Experimental thermodynamics of free glycine conformations: the first Raman experiment after twenty years of calculations

Abstract

Low-frequency, gas-phase vibrational (Raman) spectroscopy was used in conjunction with a jet-cooled technique and ab initio calculations to study the intrinsic thermodynamic properties of the free (gas-phase) amino acid—glycine (Gly, H₂NCHRCOOH). The first experimental evaluation of the enthalpy differences between the Gly conformations in the vapor phase is presented. The enthalpy values were determined to be 0.33 ± 0.05 and 1.15 ± 0.07 kcal mol⁻¹ for the ccc and gtt rotamers, respectively; the corresponding relative entropy values were −2.86 ± 0.12 and −0.12 ± 0.16 cal mol⁻¹ K⁻¹, respectively.
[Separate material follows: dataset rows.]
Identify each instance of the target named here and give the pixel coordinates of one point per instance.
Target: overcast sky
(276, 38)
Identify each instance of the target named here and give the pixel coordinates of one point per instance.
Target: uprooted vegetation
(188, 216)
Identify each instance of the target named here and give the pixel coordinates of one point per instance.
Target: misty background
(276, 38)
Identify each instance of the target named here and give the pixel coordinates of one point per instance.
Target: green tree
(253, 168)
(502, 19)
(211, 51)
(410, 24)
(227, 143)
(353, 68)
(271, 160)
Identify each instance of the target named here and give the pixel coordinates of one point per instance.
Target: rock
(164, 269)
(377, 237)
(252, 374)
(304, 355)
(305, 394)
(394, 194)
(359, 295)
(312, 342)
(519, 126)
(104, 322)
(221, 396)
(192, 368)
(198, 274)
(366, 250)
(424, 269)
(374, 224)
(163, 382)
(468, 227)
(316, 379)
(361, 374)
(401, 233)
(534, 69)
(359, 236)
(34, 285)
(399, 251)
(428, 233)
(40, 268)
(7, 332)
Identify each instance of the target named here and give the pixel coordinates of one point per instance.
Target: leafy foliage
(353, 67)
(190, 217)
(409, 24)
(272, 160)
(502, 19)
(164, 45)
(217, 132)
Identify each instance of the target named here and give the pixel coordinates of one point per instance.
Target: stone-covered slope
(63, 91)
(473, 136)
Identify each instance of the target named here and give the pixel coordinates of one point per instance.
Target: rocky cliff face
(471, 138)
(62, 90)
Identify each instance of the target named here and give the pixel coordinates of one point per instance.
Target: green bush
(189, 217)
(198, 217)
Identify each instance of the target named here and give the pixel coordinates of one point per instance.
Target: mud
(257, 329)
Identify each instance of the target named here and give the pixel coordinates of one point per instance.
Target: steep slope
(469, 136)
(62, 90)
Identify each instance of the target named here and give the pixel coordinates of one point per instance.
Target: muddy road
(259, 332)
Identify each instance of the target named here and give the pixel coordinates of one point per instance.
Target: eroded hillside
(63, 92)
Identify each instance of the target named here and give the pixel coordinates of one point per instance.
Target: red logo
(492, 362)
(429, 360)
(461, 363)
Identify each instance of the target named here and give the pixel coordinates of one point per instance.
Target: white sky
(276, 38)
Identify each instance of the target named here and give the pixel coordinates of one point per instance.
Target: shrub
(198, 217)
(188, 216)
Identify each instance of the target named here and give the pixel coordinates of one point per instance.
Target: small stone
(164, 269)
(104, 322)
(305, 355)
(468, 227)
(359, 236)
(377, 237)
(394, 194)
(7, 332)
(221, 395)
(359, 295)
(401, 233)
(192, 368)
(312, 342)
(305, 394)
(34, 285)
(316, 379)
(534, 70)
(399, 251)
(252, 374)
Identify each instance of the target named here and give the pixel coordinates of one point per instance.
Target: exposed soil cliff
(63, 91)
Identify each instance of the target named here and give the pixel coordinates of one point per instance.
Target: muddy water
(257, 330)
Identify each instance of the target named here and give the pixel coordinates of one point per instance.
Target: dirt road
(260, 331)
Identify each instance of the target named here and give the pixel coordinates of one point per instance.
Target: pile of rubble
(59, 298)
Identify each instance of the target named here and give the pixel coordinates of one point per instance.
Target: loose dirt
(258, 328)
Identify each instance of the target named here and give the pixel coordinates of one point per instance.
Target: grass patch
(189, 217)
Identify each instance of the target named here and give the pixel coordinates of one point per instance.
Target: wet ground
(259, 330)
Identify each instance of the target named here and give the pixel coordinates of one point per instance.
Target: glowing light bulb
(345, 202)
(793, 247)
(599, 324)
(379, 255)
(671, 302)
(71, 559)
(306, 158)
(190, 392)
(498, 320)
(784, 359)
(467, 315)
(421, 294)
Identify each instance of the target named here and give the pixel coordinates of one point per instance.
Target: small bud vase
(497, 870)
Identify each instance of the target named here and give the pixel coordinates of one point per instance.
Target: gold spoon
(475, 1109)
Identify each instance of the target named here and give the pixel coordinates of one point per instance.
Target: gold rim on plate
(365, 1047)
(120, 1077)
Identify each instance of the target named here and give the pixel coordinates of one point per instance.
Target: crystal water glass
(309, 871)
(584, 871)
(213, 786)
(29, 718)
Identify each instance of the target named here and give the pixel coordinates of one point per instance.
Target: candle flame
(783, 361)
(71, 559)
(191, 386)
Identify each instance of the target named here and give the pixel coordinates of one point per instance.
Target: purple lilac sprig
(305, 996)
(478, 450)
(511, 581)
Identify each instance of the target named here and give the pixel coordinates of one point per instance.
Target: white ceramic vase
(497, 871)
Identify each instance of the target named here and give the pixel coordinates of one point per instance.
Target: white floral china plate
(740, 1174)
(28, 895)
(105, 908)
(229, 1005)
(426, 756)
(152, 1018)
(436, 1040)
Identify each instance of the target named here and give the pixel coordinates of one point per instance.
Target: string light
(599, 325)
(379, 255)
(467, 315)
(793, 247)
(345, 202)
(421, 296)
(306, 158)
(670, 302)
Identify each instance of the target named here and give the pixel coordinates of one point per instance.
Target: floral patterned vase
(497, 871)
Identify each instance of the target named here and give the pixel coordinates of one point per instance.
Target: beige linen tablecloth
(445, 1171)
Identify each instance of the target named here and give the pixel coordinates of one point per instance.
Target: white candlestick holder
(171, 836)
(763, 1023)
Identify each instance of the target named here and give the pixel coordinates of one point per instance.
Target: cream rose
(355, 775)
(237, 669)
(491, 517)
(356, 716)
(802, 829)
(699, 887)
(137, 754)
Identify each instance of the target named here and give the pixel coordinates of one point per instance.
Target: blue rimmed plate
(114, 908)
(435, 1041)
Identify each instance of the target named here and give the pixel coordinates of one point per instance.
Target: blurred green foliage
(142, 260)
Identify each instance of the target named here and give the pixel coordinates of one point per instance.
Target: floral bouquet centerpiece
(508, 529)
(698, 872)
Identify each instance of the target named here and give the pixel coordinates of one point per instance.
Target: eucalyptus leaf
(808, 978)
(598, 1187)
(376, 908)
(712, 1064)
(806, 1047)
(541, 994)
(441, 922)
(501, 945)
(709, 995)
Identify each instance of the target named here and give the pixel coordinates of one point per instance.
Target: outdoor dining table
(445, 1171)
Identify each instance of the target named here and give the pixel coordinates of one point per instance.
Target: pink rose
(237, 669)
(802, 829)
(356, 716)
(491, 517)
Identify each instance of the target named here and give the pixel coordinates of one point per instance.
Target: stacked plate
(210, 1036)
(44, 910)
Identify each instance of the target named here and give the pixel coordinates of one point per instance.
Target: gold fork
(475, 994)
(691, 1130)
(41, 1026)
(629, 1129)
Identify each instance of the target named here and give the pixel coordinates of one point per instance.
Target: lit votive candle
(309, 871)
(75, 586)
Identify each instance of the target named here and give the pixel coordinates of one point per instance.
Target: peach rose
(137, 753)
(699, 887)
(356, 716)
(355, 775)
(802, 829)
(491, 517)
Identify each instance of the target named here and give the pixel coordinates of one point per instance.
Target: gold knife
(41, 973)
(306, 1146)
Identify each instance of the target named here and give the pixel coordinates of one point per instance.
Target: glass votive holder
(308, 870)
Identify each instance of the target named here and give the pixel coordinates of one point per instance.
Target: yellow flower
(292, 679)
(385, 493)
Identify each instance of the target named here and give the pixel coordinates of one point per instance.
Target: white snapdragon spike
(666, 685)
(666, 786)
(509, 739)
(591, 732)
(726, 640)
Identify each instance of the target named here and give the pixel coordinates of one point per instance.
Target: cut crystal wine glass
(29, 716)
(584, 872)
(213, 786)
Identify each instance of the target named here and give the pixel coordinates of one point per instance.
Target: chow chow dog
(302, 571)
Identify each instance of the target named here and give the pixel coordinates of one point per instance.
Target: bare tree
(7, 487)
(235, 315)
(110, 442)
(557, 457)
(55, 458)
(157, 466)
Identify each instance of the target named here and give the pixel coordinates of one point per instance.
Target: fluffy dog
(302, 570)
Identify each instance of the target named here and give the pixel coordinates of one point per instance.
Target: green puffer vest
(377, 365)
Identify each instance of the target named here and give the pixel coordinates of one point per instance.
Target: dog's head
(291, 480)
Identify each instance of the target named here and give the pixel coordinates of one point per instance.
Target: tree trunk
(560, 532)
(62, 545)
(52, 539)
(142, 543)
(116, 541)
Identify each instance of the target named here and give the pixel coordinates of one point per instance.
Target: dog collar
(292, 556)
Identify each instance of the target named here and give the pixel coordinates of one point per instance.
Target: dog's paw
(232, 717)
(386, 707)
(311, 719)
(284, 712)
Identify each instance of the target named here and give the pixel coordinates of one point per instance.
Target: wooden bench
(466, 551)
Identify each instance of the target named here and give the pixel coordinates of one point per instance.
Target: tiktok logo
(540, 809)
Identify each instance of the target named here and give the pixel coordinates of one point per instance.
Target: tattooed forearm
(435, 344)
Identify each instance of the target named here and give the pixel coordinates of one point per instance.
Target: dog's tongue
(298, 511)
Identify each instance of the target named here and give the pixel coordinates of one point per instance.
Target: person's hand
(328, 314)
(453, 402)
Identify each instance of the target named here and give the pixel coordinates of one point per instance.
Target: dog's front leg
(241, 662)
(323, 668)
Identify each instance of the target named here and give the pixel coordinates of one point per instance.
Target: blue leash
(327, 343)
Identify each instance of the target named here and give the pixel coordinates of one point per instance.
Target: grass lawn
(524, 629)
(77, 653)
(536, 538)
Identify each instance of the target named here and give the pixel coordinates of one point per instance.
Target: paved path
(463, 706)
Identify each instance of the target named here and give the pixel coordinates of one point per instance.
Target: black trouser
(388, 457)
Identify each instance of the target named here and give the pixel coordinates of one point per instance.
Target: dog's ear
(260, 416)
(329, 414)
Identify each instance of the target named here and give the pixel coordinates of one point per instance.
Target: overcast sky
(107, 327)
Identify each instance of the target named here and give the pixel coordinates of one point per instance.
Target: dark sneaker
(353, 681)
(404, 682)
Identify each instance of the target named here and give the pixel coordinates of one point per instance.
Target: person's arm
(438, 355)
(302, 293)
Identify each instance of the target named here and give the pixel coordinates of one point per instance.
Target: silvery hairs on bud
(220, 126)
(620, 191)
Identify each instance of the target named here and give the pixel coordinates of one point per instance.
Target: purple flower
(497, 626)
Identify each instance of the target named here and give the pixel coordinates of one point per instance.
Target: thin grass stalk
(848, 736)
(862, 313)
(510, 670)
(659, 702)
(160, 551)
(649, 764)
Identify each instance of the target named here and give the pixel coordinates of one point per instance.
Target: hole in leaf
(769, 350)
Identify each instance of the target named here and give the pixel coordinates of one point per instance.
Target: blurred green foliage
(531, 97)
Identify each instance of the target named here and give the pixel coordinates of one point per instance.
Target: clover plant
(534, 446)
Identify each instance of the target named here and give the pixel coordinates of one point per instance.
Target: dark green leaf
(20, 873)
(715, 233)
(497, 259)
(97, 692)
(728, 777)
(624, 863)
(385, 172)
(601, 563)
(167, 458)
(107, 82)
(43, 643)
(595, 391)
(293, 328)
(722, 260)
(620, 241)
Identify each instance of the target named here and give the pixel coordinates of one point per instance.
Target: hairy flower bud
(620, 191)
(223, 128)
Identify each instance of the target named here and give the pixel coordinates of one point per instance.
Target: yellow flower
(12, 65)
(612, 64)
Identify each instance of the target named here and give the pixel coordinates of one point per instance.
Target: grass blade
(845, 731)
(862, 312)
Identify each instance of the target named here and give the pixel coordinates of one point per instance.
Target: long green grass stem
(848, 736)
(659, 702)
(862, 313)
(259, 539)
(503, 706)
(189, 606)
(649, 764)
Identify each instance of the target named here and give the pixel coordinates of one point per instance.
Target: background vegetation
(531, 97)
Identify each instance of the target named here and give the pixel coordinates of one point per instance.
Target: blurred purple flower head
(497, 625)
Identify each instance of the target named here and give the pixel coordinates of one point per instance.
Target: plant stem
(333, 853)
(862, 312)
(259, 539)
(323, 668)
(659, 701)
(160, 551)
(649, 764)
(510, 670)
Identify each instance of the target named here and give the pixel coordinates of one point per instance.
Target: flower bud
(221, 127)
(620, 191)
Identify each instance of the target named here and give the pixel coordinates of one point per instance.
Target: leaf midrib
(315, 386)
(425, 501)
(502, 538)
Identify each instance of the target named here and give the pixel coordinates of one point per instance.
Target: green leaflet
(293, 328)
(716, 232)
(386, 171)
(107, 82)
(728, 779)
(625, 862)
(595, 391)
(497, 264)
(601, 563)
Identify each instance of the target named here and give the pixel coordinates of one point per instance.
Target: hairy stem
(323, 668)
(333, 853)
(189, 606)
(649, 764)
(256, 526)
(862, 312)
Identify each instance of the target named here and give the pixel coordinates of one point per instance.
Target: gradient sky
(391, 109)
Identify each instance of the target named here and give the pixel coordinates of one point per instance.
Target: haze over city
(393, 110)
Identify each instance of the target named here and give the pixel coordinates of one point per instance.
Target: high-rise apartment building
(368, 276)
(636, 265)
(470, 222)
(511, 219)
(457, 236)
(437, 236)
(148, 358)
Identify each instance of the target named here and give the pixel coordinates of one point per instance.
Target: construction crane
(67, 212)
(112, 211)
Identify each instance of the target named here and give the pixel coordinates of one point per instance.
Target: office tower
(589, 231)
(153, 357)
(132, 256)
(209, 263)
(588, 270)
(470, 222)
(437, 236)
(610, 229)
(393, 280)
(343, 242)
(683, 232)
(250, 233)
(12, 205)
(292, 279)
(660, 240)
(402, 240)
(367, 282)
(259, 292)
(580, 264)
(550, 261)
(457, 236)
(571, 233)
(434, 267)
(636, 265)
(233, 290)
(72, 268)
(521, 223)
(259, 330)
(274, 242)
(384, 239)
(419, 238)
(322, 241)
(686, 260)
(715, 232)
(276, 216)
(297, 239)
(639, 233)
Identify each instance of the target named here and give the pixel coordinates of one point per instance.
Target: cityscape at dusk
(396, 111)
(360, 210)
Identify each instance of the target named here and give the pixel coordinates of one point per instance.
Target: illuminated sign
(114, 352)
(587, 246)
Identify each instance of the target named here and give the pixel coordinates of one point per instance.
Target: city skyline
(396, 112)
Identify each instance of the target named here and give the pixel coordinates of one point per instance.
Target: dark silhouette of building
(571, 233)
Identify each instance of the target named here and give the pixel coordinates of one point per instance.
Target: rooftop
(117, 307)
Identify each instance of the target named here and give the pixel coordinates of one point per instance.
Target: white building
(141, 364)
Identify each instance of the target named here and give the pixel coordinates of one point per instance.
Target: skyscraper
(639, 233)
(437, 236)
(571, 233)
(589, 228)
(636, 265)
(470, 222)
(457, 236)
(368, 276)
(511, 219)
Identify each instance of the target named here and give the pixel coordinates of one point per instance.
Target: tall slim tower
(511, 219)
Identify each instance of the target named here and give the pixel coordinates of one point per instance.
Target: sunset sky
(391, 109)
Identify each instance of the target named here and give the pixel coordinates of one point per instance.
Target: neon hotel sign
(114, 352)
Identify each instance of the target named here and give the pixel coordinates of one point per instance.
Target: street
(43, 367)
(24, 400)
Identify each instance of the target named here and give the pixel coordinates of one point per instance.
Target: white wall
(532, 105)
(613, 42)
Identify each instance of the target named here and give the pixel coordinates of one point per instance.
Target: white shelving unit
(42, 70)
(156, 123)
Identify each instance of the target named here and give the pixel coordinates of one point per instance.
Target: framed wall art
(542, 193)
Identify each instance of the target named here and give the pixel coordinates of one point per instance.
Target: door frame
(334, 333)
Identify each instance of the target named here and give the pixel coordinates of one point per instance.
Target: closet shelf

It was proven that the low-frequency Raman and infrared spectroscopy is capable of estimating intrinsic thermodynamic parameters of protein building blocks, such as intermolecular hydrogen bonds (ccc conformer) and rotation around one of the bonds (N–C, gtt conformer). The inaccuracy of the RRHO approximation to Gly conformers was experimentally confirmed. Benchmark data for quantum theory and molecular dynamics were provided.